Arasy corrió hacia ellos, desesperada.

—¡Basta! ¡Deténganse!

Y en un segundo fatal, se interpuso entre los dos.

Un destello. Un golpe. Y el cuerpo de Arasy se dobló hacia atrás, atravesado por una herida que parecía imposible.

—¡MAMÁ! —gritaron Tao y Mainumby al unísono, sus voces desgarradas se mezclaron en el aire.

El sueño se quebró.

El despertar

Ambos hermanos abrieron los ojos al mismo tiempo, jadeando, con el corazón desbocado. Sus cuerpos estaban cubiertos de sudor frío, como si realmente hubieran luchado en aquella batalla.

Tao miró alrededor. Estaba aún en la cabaña de la curandera, sentado en la misma silla en que se había dormido. Mainumby estaba en su propia cama, al otro lado de la aldea, pero en ese instante, sabían que habían compartido lo mismo.

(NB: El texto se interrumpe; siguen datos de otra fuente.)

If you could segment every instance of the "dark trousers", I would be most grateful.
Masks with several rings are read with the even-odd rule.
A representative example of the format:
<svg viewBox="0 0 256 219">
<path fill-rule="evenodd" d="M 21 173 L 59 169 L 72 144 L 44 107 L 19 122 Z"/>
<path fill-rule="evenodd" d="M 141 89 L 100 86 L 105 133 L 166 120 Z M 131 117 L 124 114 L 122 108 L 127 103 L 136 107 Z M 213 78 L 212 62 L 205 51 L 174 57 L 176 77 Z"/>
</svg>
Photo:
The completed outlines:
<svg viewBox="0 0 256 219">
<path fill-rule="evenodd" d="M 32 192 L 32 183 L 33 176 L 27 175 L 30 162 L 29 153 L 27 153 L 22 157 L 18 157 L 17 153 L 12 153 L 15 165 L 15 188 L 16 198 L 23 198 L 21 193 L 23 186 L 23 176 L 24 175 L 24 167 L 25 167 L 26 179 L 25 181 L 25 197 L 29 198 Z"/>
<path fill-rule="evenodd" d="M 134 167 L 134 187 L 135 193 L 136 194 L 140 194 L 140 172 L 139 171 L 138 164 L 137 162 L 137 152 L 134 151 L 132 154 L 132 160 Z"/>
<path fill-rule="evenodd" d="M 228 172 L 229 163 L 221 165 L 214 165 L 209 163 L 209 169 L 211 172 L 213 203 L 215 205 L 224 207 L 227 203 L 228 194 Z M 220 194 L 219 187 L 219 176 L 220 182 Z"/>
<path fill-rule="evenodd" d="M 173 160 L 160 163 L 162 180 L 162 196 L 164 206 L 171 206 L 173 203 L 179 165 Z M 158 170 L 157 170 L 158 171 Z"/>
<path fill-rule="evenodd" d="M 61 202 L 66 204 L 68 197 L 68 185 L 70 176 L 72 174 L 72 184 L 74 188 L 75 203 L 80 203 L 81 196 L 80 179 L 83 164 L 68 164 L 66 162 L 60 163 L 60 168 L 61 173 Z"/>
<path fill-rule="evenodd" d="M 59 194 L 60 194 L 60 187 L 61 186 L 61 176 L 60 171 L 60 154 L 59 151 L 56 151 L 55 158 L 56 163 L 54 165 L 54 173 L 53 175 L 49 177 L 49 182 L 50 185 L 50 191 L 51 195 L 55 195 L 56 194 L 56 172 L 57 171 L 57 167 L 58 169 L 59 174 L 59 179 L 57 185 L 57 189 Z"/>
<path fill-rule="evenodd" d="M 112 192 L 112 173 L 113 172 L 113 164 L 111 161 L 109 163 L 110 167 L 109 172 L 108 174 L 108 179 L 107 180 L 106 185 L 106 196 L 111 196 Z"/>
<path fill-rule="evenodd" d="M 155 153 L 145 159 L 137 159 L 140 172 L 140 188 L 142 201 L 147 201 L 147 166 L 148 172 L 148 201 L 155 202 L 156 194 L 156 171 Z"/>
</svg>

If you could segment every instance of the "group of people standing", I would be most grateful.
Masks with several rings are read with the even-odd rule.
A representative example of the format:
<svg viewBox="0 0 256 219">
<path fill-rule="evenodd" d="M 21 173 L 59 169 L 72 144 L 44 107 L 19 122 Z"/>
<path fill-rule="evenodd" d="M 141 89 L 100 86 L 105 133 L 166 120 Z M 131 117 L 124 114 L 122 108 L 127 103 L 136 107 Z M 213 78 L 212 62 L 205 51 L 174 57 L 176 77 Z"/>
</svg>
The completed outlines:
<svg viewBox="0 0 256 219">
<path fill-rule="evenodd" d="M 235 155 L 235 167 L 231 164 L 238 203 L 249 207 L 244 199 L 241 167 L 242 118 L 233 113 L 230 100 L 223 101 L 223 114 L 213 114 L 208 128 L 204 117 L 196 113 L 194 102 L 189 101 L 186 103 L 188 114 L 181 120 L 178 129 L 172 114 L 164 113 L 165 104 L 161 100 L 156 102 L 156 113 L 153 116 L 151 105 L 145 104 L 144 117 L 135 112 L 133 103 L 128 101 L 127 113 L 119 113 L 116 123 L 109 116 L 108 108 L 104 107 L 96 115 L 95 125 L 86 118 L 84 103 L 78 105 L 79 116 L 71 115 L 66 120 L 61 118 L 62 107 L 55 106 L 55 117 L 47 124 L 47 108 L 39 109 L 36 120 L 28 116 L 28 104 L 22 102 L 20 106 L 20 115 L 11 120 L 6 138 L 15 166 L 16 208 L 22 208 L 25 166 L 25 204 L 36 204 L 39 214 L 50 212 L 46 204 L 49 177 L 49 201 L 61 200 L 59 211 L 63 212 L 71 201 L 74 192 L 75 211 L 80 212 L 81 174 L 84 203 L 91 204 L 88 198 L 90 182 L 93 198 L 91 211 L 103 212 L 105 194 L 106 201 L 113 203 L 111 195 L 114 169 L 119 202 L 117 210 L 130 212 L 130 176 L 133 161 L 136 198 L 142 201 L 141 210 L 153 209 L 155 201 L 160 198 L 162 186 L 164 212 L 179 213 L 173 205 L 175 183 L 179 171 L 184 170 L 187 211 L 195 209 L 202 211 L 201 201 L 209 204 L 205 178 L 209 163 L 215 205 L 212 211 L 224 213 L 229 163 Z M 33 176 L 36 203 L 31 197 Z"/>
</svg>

El grito aún resonaba en sus gargantas. Se quedaron inmóviles, paralizados por la fuerza de lo que habían visto.

Cuando por fin se encontraron esa mañana, no hicieron falta palabras. Se miraron en silencio, y en ese cruce de miradas comprendieron que no había sido un sueño cualquiera. Había sido una visión.

Mainumby, con su calma habitual, fue el primero en apartar la vista.

—Si lo que vimos se cumple… será el fin de todo lo que conocemos.

Tao apretó los puños, incapaz de responder. Su mente se debatía entre el miedo y la negación.

El despertar de Kerana

El amanecer llegó cargado de presagios. Arasy se levantó temprano, con la sensación de que algo distinto flotaba en el aire. Fue directo a la cabaña de la curandera, y allí encontró lo inesperado.

La mujer que había estado inconsciente por días estaba sentada en la cama. Su mirada vagaba por la habitación como si no reconociera nada, sus ojos oscuros llenos de desconcierto y fragilidad.

Arasy se acercó despacio, con la ternura de quien acaricia un secreto.

—Tranquila —le dijo suavemente—. Estás a salvo aquí.

La joven ladeó la cabeza, como si las palabras llegaran a través de un velo.

—¿Cuál es tu nombre? —preguntó Arasy con dulzura.

Hubo un largo silencio, hasta que los labios de la muchacha se movieron apenas, pronunciando una palabra que parecía hecha de viento y misterio.

—Kerana.

La noticia se extendió como fuego entre los árboles: la desconocida del lago tenía nombre. Kerana.

Y aunque ninguno lo sabía aún, con ese nombre también había llegado la primera grieta en el destino de toda la manada.